The NRF emphasized that imports don't necessarily mean sales, but the solid number of containers coming into the country could indicate that retail sales during the crucial holiday season won't flounder because of tariffs, at least not this year.

IMPACT TO APPEAR IN WINTER

Everybody knows that the price increases caused by the tariffs will inevitably come like a storm in the Rocky Mountain's winter. Imports are expected to eventually fall from September due to the tariffs, and the report predicted that imports in January 2019 will fall to 1.77 million TEU.

"As thousands of businesses have testified and explained in comments to the administration, tariffs are a tax on American families," NRF President and CEO Matthew Shay said in a statement issued last week regarding the US move to impose additional tariffs on Chinese goods.

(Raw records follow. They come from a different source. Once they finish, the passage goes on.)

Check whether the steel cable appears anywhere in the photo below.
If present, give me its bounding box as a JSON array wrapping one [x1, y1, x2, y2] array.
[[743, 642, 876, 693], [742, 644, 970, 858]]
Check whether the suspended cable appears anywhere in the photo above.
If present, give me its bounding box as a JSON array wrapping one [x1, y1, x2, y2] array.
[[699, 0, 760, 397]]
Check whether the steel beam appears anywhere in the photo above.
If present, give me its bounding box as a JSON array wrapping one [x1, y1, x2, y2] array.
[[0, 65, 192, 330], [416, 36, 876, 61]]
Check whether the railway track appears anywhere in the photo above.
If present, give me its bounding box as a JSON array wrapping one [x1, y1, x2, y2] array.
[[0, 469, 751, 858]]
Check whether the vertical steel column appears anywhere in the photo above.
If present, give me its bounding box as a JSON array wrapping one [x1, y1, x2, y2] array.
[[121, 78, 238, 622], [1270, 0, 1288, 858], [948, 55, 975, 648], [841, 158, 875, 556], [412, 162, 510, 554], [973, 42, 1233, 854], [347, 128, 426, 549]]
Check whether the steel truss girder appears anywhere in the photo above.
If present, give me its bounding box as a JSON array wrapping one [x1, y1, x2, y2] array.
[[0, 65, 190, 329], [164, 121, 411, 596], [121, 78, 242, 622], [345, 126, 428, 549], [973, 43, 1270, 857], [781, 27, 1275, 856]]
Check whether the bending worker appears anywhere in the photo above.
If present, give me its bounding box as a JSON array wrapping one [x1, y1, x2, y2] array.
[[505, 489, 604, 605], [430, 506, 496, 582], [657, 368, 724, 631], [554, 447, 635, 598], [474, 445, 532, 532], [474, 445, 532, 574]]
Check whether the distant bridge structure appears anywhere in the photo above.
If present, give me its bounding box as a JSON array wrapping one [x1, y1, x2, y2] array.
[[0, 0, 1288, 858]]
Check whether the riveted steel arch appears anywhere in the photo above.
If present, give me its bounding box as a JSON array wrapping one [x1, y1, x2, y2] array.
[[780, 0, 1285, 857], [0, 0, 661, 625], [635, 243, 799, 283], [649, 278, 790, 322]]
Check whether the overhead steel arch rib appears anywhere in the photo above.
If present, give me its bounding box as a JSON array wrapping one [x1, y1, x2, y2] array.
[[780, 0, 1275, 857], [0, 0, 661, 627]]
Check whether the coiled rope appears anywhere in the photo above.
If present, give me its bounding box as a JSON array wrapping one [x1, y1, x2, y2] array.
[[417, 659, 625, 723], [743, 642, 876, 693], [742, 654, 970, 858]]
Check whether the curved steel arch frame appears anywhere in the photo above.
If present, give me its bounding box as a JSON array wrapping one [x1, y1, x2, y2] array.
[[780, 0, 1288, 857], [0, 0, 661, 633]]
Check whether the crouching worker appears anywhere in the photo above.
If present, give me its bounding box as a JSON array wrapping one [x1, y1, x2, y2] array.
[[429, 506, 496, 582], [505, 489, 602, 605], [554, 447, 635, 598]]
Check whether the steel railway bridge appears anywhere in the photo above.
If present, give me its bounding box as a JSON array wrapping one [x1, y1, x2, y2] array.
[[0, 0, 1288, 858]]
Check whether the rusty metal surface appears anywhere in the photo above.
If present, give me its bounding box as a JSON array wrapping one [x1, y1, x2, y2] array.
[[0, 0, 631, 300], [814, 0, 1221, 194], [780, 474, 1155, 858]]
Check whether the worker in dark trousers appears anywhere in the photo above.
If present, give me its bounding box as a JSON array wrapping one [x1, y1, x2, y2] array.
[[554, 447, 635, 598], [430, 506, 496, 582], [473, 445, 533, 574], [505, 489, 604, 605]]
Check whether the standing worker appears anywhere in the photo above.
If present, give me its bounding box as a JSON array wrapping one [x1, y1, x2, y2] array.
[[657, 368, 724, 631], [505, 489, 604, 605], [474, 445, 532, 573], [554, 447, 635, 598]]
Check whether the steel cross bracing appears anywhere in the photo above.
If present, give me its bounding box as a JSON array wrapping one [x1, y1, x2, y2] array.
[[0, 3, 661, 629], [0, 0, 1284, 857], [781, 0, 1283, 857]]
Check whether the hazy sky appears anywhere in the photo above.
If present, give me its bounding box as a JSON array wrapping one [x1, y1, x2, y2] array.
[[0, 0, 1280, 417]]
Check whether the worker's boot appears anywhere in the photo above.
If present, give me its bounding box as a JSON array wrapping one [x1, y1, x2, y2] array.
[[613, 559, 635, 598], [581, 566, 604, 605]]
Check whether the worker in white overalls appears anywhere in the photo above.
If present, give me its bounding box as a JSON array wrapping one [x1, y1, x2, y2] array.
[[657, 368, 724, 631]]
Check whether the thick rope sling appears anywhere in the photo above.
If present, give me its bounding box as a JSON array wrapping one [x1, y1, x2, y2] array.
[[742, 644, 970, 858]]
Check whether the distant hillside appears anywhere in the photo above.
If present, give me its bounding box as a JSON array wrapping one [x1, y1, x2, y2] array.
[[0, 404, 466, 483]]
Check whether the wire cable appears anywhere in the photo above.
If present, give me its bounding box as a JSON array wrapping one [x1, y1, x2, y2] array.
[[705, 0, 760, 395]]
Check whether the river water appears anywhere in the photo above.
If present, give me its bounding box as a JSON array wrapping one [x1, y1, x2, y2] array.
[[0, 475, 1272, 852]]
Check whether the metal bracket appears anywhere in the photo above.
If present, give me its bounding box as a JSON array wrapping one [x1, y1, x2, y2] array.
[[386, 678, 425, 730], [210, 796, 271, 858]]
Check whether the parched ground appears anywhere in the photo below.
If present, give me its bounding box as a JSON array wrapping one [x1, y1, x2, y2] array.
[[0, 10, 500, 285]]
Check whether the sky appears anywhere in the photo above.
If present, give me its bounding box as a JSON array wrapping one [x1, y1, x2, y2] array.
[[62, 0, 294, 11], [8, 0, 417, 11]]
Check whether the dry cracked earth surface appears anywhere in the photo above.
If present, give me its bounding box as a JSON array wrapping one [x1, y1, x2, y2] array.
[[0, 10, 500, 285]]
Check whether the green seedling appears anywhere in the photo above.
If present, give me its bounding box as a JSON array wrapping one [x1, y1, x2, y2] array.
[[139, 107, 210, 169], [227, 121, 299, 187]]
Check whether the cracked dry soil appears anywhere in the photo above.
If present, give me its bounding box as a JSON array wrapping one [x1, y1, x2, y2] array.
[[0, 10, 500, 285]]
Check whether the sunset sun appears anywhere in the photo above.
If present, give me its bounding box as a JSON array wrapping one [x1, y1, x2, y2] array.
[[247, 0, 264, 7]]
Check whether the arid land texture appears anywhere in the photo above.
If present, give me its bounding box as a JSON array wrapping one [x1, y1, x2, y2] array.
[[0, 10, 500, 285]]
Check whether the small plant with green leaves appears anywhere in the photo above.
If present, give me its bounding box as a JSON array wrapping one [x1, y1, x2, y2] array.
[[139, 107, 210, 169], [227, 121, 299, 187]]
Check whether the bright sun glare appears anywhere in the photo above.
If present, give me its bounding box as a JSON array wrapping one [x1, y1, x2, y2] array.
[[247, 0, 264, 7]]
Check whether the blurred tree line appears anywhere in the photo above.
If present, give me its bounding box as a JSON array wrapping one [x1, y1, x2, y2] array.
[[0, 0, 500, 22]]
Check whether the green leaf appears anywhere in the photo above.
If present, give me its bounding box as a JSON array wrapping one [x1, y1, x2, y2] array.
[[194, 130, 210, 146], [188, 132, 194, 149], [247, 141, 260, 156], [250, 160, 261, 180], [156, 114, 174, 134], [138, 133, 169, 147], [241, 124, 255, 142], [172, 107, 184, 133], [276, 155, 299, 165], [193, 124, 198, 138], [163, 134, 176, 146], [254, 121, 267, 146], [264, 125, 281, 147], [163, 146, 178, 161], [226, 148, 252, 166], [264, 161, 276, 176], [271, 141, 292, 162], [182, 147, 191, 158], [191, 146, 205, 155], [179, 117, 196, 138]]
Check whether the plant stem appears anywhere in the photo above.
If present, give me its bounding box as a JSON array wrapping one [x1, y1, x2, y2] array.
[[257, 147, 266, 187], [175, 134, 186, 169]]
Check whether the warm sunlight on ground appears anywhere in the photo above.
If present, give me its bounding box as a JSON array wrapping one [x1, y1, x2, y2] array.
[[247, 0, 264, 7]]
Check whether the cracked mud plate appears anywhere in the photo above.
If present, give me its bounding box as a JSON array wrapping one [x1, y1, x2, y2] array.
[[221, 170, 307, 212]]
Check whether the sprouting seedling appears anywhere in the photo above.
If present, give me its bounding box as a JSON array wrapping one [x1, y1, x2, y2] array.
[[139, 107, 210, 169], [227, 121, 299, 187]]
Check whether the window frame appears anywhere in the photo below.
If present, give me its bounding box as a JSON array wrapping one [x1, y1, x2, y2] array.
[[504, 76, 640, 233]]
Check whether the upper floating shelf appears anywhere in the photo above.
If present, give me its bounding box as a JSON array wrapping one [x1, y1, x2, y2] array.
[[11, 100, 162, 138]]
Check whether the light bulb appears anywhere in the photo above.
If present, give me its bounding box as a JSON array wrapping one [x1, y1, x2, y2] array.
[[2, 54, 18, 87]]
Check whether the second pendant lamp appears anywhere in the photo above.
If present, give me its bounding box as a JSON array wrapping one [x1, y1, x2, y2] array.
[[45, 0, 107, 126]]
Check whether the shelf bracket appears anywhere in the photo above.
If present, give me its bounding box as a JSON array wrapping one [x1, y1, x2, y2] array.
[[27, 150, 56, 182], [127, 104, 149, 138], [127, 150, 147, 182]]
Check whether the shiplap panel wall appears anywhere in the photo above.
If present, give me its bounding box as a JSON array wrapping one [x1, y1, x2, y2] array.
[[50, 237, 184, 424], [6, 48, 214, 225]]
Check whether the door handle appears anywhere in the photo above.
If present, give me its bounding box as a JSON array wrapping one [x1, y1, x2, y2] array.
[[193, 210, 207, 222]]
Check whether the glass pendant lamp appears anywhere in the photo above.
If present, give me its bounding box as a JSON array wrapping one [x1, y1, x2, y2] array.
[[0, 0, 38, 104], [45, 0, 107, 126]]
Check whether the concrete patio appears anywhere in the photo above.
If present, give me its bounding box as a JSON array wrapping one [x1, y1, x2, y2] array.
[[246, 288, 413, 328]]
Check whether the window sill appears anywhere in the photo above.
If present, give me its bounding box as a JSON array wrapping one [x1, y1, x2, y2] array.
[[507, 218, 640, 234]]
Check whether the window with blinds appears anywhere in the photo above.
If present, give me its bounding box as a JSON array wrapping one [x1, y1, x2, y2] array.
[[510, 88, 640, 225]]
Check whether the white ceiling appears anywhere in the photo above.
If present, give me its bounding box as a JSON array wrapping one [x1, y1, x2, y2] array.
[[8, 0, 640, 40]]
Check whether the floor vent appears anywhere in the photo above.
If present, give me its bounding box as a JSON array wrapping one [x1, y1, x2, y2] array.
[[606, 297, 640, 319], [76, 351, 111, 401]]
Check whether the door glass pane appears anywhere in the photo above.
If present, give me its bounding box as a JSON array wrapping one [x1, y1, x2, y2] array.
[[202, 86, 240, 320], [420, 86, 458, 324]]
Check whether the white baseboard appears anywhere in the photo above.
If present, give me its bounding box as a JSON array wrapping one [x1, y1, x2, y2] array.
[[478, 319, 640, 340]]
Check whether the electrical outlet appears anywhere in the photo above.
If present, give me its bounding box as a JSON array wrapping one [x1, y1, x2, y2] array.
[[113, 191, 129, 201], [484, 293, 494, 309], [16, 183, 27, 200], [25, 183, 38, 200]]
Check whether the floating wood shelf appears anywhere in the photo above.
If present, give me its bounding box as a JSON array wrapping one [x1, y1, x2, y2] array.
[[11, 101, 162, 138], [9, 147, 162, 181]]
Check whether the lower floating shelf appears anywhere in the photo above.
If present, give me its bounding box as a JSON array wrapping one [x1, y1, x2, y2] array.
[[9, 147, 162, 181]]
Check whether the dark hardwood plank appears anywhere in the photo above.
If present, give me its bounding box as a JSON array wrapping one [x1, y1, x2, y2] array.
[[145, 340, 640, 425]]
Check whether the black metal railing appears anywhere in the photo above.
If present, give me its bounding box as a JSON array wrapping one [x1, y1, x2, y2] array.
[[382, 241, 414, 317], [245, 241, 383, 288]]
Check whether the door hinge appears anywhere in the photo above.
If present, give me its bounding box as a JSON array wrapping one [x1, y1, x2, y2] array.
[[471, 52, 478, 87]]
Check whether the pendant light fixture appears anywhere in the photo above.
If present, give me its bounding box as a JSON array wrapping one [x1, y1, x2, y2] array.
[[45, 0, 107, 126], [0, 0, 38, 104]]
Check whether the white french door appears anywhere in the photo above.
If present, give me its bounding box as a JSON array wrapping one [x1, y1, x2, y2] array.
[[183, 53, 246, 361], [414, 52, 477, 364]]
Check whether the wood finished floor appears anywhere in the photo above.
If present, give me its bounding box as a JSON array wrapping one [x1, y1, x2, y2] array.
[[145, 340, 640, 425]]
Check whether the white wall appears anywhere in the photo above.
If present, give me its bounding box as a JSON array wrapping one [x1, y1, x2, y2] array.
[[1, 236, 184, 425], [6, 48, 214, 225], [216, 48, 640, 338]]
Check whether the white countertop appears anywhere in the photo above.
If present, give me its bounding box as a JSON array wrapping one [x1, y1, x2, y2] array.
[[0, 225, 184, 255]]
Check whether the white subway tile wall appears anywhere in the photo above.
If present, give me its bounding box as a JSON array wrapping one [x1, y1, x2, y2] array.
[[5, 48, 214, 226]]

"It's disappointing that, despite the voices of those impacted, the administration continues to advance harmful tariff policies that threaten to weaken the US economy," the statement read.

"Every time this trade war escalates, the risk to US consumers grows. With these latest tariffs, many hardworking Americans will soon wonder why their shopping bills are higher and their budgets feel stretched," it said.

"The mere talk of tariffs on all remaining Chinese imports is of serious concern to retailers since tariffs of that magnitude would touch every aspect of American life," said the statement.

The NRF, the world's largest retail trade association, also rebuked that President Donald Trump administration's thinking -- using tariffs to push companies to manufacture more goods in the United States -- saying it is flawed since carefully planned supply chain plans can't be redrawn overnight and retailers must order their products six months to a year in advance.

QUESTIONS FOR FINDING OTHER SUPPLIERS

"The administration continues to overestimate the ability of US companies to shift supply chains out of China," the Washington-based trade group was reported as saying in a letter to the United States Trade Representative Robert Lighthizer.

"Global supply chains are extremely complex. It can take years to find the right partners who can meet the proper criteria and produce products at the scale and cost that is needed," the letter said.

Moreover, in an interview with Nation Public Radio, David French, senior vice president of government relations at the NRF, questioned if the retailers can find other suppliers outside of China.

"The other big question is capacity. China is a large country with a lot of people, and they can manufacture a lot of things," French said.

"That capacity doesn't exist everywhere in the world. In fact, it doesn't exist in most parts of the world. The final thing to think about is -- if retailers or importers could have sourced anywhere else at the same price, at the same level of quality, they already would have done so," he said.

Both Gold and French stressed that comparing to big companies such as Walmart or Target, small business owners like Taylor running business in the small mountain town will be hit by the tariffs harder. A recent NRF survey showed that 46 percent of smaller retailers expect the trade war will hurt their businesses.

"Some small retailers are telling us that they're likely to go out of business as a result of these tariffs because they can't pass on -- they can't absorb the cost, and they can't easily pass it on to consumers," French said.